Felines abound in woman's life and her work

Teacher: Carolyn Seabolt's students at Westminster High are always looking for a cat in her art, and they usually find it.

January 02, 2000|By Ellie Baublitz | Ellie Baublitz,CONTRIBUTING WRITER

Cats dominate Carolyn Seabolt's home -- on the walls, on shelves, in curio cabinets, as a screen in front of the wood stove, on pillows, in her jewelry box, in the kitchen, and of course, her work studio.

Only two are real -- a longhair black cat, Sheba, and a Maine coon cat, Heidi. The rest are ceramic, wood, on plates and mugs, and framed watercolors, batiks, tinsel and mosaics.

"I've always been a cat lover," she said. "I couldn't have one as a child because my dad had asthma, but we had an outdoor cat."

Fortunately, she married a man who likes cats -- and by coincidence her parents finally got her one, a Siamese she named Holly, the Christmas before she married.

"It was the neatest gift I ever got," Seabolt recalled. "Then I got married that May and took Holly, and I've had indoor cats ever since."

Her love of the animals became the focus of her art studio -- Cat Tracks -- that she had built onto the back of her Westminster home about 12 years ago.

An artist and teacher for 30 years, Seabolt is well-known around the county for her art and teaching. Besides hundreds of high school students, she has taught adult education through the public schools, at Carroll Community College and privately.

She has bachelor's and master's degrees in education and fine arts from Maryland Institute, College of Art in Baltimore, and 60 credits beyond a master's from Western Maryland College.

"I've never really stopped going to school and learning," she said.

"I've been at Westminster High since 1971 when it opened, and I've seen a lot of changes," she said. "I've had a lot of kids go on to do great things, too. It's really great."

She jokes that her students know to expect cat art from her. "When I show the students something new, they know it'll be a cat," she said. "If it isn't, they'll ask, `Where's the cat?' "

As a teacher, Seabolt takes the time to help students who may not have a natural artistic bent and help them to develop ability in an art form, said Westminster Principal Sherri-Le Bream.

"My daughter is one of her students, and I never thought she'd take an art class because she isn't very artistic," Bream said. "But she took art history, two other art classes and now she's in ceramics with Carolyn.
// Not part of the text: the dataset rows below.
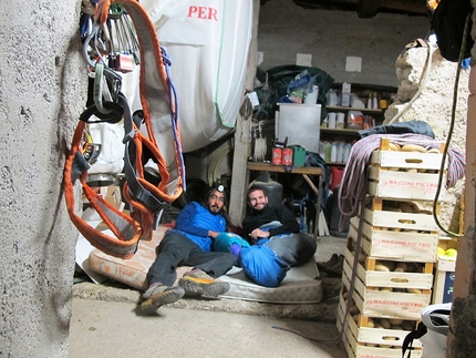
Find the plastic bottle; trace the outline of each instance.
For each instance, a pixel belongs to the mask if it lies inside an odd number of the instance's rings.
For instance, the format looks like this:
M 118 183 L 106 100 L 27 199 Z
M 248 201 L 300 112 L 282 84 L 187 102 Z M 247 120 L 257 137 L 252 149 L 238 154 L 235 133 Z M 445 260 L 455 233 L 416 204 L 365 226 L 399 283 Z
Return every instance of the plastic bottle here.
M 372 92 L 370 92 L 369 99 L 366 100 L 366 109 L 372 110 L 372 106 L 373 106 Z
M 330 163 L 331 162 L 331 152 L 332 152 L 332 144 L 331 143 L 329 143 L 329 142 L 325 142 L 324 143 L 324 161 L 327 162 L 327 163 Z
M 331 147 L 331 163 L 335 163 L 338 161 L 338 145 L 332 143 Z
M 343 161 L 344 161 L 344 151 L 345 151 L 344 143 L 339 143 L 338 144 L 338 157 L 337 157 L 335 162 L 343 163 Z
M 376 92 L 373 93 L 372 110 L 379 110 L 379 98 L 376 95 Z

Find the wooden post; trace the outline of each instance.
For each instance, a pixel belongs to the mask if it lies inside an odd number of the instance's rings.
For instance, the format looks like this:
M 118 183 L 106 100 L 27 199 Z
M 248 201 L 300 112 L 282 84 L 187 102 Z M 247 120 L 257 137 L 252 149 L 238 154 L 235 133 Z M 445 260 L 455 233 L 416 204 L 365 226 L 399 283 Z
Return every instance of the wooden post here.
M 256 59 L 258 52 L 258 20 L 259 20 L 259 0 L 253 0 L 253 20 L 252 20 L 252 38 L 248 52 L 248 68 L 245 79 L 245 89 L 252 90 L 256 75 Z M 248 152 L 251 137 L 251 119 L 237 117 L 237 126 L 235 132 L 235 149 L 234 161 L 231 168 L 231 190 L 230 190 L 230 204 L 229 215 L 237 224 L 241 224 L 245 216 L 246 208 L 246 184 L 248 162 Z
She loves it and is doing very well."

Also head of the fine arts department, Seabolt helped start a chapter of the National Art Honor Society at the school, Bream said.

"It's a very active chapter," Bream said. "Carolyn has done a really nice job of reaching out to the community to show off the students' work, through chapter activities and exhibits."
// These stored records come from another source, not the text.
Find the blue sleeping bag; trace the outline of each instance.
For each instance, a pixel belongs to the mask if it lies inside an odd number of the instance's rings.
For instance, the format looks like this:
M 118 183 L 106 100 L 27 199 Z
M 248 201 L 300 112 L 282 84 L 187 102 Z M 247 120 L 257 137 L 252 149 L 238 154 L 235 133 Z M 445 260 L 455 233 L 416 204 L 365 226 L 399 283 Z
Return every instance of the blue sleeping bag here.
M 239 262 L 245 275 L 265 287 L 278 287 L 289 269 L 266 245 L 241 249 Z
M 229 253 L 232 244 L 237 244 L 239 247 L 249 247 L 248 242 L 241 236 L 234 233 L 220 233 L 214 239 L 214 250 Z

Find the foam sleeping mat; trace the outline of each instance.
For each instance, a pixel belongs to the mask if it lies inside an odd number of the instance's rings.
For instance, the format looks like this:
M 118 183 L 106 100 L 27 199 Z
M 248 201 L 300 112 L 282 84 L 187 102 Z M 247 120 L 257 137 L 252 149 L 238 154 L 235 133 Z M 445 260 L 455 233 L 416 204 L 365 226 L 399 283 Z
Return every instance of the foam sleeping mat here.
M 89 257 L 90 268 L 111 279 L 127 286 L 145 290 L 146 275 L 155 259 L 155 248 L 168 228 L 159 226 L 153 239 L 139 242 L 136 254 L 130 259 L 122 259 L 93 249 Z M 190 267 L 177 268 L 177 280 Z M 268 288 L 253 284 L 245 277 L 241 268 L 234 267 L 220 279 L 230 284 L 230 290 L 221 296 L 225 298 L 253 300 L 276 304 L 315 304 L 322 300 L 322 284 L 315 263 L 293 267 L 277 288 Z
Sandy Oxx, director of the Carroll County Arts Council, is impressed with Seabolt's ability in so many art forms, as well as her teaching.
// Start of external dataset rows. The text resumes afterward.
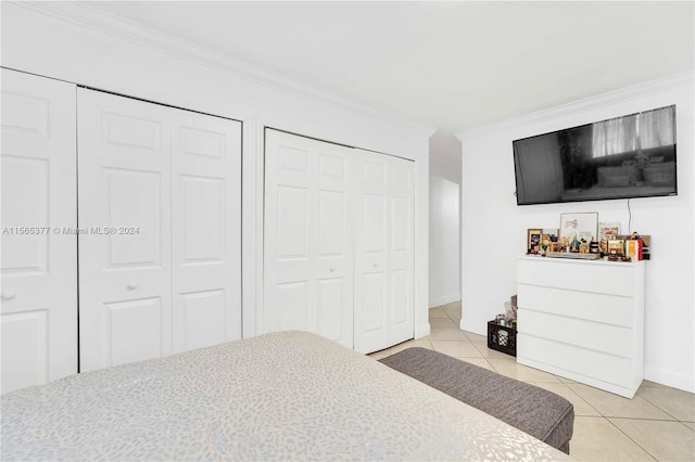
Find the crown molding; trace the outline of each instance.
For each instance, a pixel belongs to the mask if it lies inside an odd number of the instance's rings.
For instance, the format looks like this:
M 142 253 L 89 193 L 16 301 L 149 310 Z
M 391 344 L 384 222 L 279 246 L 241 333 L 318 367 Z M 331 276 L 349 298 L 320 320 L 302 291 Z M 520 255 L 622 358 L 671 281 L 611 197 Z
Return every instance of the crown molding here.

"She's teaching a ceramics class for us in January, and I'm delighted with that," Oxx said. "We've shown her crafts here, and we're proud of that."

Like Bream, Oxx noted the quality art coming from the high school students, adding, "I think she's inspired a lot of students throughout her career."

The types of art Seabolt does include silk painted scarves, batik, watercolor, an occasional oil painting, wood designs, ceramics, tinsel, handmade paper, mosaics, shadow boxes and marionettes.

She does other animals and subjects occasionally, "but I try to put a cat in it somewhere," she said.

"Silk painting and batik are my favorites," she said. "Batik goes back to the Egyptian pyramids -- you find it a lot in India, Indonesia and Africa. When I started batik 20 years ago, people didn't have a clue what I was doing."

Batik is "wax writing" on cloth and can be recognized by the veining in the design, caused by the dye thinly penetrating the waxed area of the cloth.

As the cloth is colored in a series of steps, the areas covered with wax resist the dye. Following the waxing process, the wax is removed and the piece dry-cleaned.

"I like to do things nobody else does," she said. "I'll do something one time and that's it, like my silk scarves and batik designs."

She also does commissioned works. Seabolt's art also is fun, like the game box with mice and cheese bits for the checkerboard cover and tic-tac-toe game she made.

"I figure if it can't be fun, there's no use in making it," she said.

When she retires from teaching, Seabolt said, her goal is to open a shop for cat lovers, featuring her cat art.